Search code examples
python-re

regex match after decimal number (python re)


Looking to cleave off trailing text, if any, from a string that has '@' immediately followed by a decimal number using re.split in Python. Examples:

myString1 = 'random text @2.25 possibly more text'

myString2 = 'random text @-1.50 possibly more text'

myString3 = 'random text @-.50'

Desired output:

1: 'random text @2.25'

2: 'random text @-1.50'

3: 'random text @-.50'

What I tried:

test = re.split('(?<=@[0-9]+.[0-9]+)', myString)[0]

?<= gets me match after. Then @[0-9] gets me the ampersand and first number match. Since the number could be more than 1 digit long before the decimal point, I add the '+', as in [0-9]+ and this fails with a 'look behind' error.
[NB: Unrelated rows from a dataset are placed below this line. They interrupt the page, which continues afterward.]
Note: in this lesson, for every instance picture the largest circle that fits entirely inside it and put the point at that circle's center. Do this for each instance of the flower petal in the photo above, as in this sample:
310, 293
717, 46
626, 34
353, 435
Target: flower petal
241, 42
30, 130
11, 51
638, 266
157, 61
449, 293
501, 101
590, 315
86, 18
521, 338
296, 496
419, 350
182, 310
Is what I'm trying to do possible with re.split?


Solution

  • Rather than trying to split here, I would instead do an re.search for the appropriate pattern:

    inp = ["random text @2.25 possibly more text", "random text @-1.50 possibly more text", "random text @-.50"]
    output = [re.search(r'^.*?@-?\d*(?:\.\d+)?', x).group() for x in inp]
    print(output)  # ['random text @2.25', 'random text @-1.50', 'random text @-.50']
    

    Here is an explanation of the regex pattern:

    • ^ from the start of the string
    • .*? match all content, leading up to the nearest
    • @
    • -? optional minus sign
    • \d* zero or more digits
    • (?:\.\d+)? optional decimal component